Did you know that Donald Trump is not only the world's first ambulatory merkin, but also a wizard? Like a whale that sprouted eyebrows and a strangely puckered mouth hole, Trump yesterday told an audience that he possesses a sort of refined terrorism sonar that must certainly put him ahead of the other candidates in a crowded Republican field.

“In my book I predicted terrorism because I can feel it,” he told a rapt crowd at crowd at Tennessee’s Knoxville Convention Center last night. “I can feel it like I feel a good location.” Like these?

Trump maintains that proof of his gift is evident in the pages of his 2000 book, The America We Deserve, in which he warned of the wrath of Osama Bin Laden. He also predicted that WMDs would be used on an American city, but no matter: “I really believe I have an instinct for this kind of thing,” he glowed.

Trump did not use his powers to warn Paris of its impending attacks, however. And it doesn't seem like he'd use them to herald any sort of future peace, either, offering during a speech in Iowa that he would "bomb the shit" out of ISIS's oil fields and instate a ring of protective troops as they were rebuilt. He'd then build a "big, beautiful safe zone" using his real estate chops.

Regardless of Trump's powers as soothsayer, he doesn't have an especially strong grip on readily available facts. The fact-checking website Politifact identifies 61 percent of Trump's public claims as utterly false, with an additional 13 percent as "mostly false."

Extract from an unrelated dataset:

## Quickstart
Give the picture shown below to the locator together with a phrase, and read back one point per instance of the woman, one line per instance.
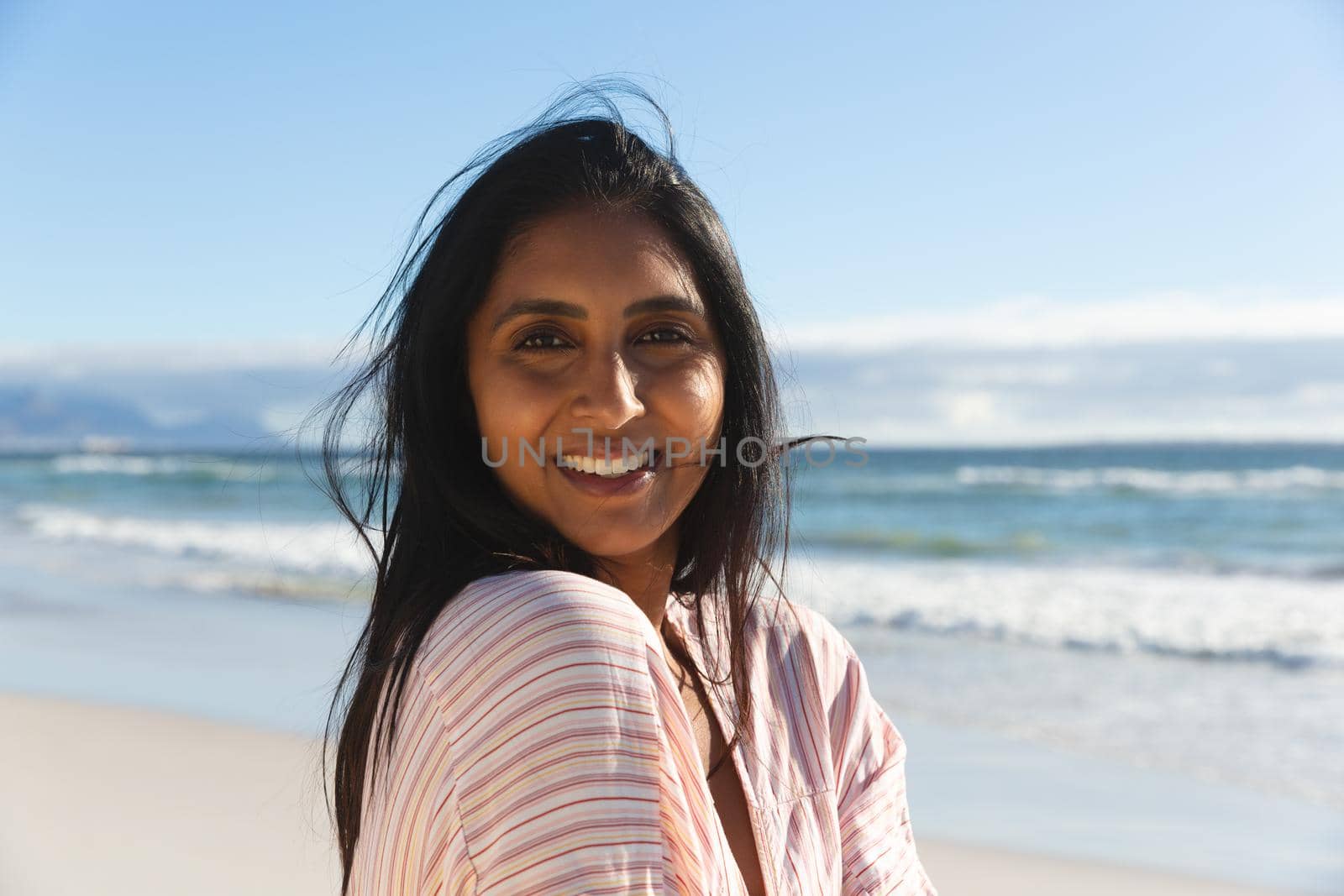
(575, 401)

But what is primary season if not a prolonged opportunity for presidential hopefuls to spew whatever farcical pablum they want—unsourced data are delivered as irrefutable fact, irrefutable facts are pieced together through some grab bag of half-truths and bald-faced lies, and promises of a unicorn in every pot is delivered with a straight face and an assertive thumb gesture. As Trump said in his own pat phrasing: "How stupid are the people of the country to believe this crap?"